The value of these super-abundant follies will trend rapidly to zero once margin calls and other bits of reality drastically reduce demand.
Inflation, deflation, stagflation–they’ve all got proponents. But who’s going to be right? The difficulty here is that supply and demand are dynamic and so there are always things going up in price that haven’t changed materially (and are therefore not worth the higher cost) and other things dropping in price even though they haven’t changed materially.
So proponents of inflation and deflation can always offer examples supporting their case. The stagflationist camp is delighted to offer a compromise case: yes, there are both deflationary and inflationary dynamics, and what we have is the worst of both worlds: stagnant growth and declining purchasing power.
What’s missing in most of these debates is a comparison of scale: deflationists point to things like big-screen TV prices dropping. OK, fine: we save $300 on a TV that we might buy once every two or three years. So we save $100 a year thanks to this deflation.
Meanwhile, on the inflationary side, healthcare insurance went up $3,000 a year, childcare went up $3,000 a year, rent (or property taxes) went up $3,000 a year and care for an elderly parent went up $3,000 a year: that’s $12,000. Now how many big-screen TVs, shoddy jeans, etc. that dropped a bit in price will we have to buy to offset $12,000 in higher costs?

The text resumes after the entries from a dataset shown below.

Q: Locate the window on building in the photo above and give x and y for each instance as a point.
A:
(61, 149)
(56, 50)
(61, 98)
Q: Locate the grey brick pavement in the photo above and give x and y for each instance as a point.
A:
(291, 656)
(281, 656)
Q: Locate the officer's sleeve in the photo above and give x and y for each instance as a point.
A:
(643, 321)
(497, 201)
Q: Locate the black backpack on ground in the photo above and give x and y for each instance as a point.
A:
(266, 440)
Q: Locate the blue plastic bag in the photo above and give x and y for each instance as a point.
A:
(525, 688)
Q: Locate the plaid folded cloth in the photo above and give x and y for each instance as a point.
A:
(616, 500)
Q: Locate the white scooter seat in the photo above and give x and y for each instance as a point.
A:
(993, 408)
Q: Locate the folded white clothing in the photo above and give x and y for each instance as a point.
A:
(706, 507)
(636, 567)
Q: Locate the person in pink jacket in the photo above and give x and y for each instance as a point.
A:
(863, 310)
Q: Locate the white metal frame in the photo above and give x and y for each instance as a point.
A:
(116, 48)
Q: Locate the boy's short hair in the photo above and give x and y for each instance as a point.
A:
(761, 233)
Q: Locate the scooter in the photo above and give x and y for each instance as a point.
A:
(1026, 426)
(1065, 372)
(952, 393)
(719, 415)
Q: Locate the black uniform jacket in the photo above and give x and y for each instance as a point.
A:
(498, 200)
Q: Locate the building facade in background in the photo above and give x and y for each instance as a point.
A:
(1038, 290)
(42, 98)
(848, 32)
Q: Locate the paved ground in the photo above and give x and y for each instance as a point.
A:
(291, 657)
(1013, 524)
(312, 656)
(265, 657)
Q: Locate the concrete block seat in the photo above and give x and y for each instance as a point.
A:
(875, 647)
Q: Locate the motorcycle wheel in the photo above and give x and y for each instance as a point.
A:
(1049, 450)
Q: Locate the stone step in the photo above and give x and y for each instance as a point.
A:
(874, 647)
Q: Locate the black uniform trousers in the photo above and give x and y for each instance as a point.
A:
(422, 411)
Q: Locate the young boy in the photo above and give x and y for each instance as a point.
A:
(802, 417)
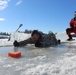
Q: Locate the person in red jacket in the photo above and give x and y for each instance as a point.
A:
(72, 28)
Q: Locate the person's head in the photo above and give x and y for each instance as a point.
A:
(35, 35)
(75, 13)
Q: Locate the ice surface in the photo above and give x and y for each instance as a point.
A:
(14, 36)
(19, 36)
(58, 60)
(62, 36)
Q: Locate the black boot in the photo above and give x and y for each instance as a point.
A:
(70, 38)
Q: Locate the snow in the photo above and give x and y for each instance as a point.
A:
(14, 36)
(62, 36)
(58, 60)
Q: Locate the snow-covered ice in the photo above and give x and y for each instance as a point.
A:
(58, 60)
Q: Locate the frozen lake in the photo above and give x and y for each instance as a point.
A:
(58, 60)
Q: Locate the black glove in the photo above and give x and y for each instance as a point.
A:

This is the problem with abstractions like statistics: TVs dropped 20% in cost, while healthcare, childcare, assisted living and rent all went up 20%–so these all balance out, right?

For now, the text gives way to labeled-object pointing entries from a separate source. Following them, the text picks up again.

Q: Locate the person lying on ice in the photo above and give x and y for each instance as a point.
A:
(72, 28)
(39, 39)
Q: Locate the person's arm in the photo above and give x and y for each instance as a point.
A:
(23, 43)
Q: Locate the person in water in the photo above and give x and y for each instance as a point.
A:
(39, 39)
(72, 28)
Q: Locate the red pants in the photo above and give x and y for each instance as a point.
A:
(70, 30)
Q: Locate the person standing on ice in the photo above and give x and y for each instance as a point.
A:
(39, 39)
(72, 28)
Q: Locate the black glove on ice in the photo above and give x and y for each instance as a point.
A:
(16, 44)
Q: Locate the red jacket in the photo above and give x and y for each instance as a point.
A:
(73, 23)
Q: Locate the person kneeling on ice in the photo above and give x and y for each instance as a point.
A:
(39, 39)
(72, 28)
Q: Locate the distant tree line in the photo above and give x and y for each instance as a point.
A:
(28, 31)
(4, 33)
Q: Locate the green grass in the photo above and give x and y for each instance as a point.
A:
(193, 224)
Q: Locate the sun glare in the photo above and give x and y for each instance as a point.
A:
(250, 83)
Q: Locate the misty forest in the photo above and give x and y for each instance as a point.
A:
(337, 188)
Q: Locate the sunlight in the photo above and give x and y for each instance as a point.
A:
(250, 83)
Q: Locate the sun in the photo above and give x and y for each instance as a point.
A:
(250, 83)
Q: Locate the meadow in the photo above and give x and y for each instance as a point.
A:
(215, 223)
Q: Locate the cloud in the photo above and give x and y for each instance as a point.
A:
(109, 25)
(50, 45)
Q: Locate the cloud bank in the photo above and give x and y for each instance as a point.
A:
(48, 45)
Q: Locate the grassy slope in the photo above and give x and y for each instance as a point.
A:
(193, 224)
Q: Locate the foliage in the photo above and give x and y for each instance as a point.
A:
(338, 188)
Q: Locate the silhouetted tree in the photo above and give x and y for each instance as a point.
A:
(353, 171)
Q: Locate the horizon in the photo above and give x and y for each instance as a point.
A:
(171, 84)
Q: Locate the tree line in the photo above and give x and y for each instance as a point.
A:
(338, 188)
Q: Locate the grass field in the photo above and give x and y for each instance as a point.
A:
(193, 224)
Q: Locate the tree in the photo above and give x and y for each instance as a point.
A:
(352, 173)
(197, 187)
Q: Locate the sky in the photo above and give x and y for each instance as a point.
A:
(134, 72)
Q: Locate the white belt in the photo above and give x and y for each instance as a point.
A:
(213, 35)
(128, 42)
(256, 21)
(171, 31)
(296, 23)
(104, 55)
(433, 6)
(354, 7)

There are two glaring omissions in all the back-and-forth on inflation and deflation:
1. Price is set on the margins.
2. Enterprises cannot lose money for very long and so they close down.
Let’s start with an observation about the dynamics of price/cost: supply and demand. As a general rule, things that are scarce and in high demand will go up in price, and things that are abundant and in low demand will drop in price.
Whatever is chronically scarce and necessary for life will have a ceaseless pressure to cost more, whatever is abundant and no longer desirable will have a ceaseless pressure to cost less.
Now we come to the overlooked mechanism #1: Price is set on the margins. Housing offers an example: take a neighborhood of 100 homes. The five sales last year were all around $600,000, and so appraisers set the value of the other 95 homes at $600,000.
Things change and the next sale is at $450,000. This is dismissed as an outlier, but then the next two sales are also well below $500,000. By the fifth sale at $450,000, the value of each of the 95 homes that did not change hands has been reset to $450,000. The five houses that traded hands set the price of the 95 houses that didn’t change hands. Price is set on the margins.
The biggest expense in many enterprises and agencies is labor. Those who own enterprises know that it’s not just the wage being paid that matters, it’s the labor overhead: the benefits, insurance and taxes paid on every employee. These are often 50% or more of the wages being paid. These labor overhead expenses have skyrocketed for many enterprises and agencies, increasing their labor costs in ways that are hidden from the employees and public.
It’s important to recall that roughly 3/4 of all local government expenses are for labor and labor overhead–healthcare, pensions, etc. Where do you think local taxes are heading as labor and labor-overhead costs rise? What happens to pension funds when all the speculative bubbles all pop?
The cost of labor is also set on the margins. The wage of the 100-person workforce is set by the five most recent hires, and if wages went up 20% to secure those employees, the cost of the labor of the other 95 workers also went up 20%. (Employers can hide a mismatch but not for long, and such deception will alienate the 95% who are getting paid less for doing the same work.)